Create separate GithubActions jobs for each test suite
Current runs on CI as split on per GHC basis. However, all test suites are being executed in parallel in the same run, which has some serious drawbacks:
- Output of test suites is interleaved, which can be very confusing
- There are thousands lines of output which makes it hard to find a failing test
- It is hard to infer which test suite the test failure is coming from
The ideal solution to this would be to execute each test suite as a parallel job that would be clearly visible in the UI. The acceptance requirements for this task are:
- All test suites should run in parallel
- All test suites should be executed and only after the execution is done the decision is made whether to pass or fail CI. Naturally, a failure of any test suite would result in the whole build failure
- Addition of a test suite should not go unnoticed. In other words CI should not be allowed to pass if there is a test suite in the repo that has not been executed. I believe
hie.yamlcould be leveraged somehow to enforce this, but there are might be other ways by usingcabalor something.
FYI, nix provides separate logs for each test suite, so now that we have hydra builds working again this could be considered a solution.
so now that we have hydra builds working again this could be considered a solution.
Nope, I do not want to rely on Hydra. The fact that it is working now does not give me any confidence that it will continue working into the future.
Moreover switching completely to Hydra is not a good idea at all, since then we are stuck with a nix only build setup without having a cabal only set up. Which is in fact important to test because:
- We need to make sure people are not required to use nix in order to use ledger. Especially considering that we have special C dependencies in the form of libsodium, blst and secp.

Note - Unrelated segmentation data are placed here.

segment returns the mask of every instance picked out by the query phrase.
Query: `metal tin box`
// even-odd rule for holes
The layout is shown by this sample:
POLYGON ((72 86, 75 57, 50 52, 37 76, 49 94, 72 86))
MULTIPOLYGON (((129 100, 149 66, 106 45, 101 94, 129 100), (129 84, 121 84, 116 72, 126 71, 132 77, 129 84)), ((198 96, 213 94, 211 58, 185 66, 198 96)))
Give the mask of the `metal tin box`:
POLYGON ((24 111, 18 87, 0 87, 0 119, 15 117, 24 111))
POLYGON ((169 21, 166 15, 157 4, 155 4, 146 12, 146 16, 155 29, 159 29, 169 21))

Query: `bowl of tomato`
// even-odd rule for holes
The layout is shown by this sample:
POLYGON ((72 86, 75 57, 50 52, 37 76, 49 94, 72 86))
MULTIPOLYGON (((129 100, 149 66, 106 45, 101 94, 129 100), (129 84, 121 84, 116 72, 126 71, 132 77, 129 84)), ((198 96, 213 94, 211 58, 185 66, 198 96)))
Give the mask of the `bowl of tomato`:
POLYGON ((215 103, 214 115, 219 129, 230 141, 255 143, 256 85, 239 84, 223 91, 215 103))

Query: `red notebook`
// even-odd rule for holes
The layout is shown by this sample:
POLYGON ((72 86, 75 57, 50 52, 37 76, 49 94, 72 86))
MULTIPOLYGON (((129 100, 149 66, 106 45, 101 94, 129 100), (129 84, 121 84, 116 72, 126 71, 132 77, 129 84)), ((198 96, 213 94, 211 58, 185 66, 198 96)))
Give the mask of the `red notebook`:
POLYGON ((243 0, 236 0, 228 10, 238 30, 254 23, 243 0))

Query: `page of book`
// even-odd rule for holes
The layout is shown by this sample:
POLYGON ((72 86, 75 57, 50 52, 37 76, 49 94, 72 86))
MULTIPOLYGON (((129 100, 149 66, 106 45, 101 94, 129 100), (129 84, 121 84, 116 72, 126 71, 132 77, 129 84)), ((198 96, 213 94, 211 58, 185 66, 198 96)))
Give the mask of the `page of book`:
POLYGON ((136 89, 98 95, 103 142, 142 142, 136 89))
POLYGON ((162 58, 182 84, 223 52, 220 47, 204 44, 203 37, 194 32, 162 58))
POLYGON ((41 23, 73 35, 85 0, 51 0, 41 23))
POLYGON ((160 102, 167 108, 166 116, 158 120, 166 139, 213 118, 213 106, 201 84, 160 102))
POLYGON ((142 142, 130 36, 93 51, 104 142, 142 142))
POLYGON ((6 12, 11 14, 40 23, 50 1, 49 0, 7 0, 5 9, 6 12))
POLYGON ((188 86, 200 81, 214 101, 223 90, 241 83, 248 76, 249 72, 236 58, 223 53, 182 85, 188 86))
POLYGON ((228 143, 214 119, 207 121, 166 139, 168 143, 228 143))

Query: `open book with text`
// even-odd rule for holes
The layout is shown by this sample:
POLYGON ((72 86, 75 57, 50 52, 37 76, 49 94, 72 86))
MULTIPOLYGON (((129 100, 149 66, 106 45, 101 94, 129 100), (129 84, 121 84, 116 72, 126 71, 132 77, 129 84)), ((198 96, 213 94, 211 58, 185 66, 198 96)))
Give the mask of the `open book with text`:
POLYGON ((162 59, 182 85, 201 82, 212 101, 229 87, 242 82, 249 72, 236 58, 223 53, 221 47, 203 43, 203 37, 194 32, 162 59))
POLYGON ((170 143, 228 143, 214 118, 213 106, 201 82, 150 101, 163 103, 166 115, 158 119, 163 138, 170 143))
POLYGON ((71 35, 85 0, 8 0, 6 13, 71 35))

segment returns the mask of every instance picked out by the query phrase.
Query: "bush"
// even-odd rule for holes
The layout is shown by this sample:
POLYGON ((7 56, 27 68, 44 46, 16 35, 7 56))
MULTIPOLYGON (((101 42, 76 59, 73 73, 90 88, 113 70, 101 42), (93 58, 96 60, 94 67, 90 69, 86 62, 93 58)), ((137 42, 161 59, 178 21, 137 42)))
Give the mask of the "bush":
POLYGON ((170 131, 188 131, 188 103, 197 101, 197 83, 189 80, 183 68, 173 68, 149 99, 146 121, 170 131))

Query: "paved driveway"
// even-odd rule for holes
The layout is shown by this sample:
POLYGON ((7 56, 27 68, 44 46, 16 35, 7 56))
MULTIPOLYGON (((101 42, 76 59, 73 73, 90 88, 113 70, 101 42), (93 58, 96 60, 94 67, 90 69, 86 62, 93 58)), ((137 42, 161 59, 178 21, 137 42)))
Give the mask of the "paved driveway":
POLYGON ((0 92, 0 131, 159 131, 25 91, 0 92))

- nix caches test runs, which is not good for property tests. We want to run all test suites on every run, despite that it takes a bit longer.
I wasn't meaning to suggest that we switch over to using nix exclusively. I was just thinking that if we have a test failure, and the output is garbled in the GH build, we could always look at the nix logs as a backup. I think it would be rare that the tests would fail in GH and not on Hydra.
I'm happy to do the improvement to the GH builds, though, since you feel it's worth it.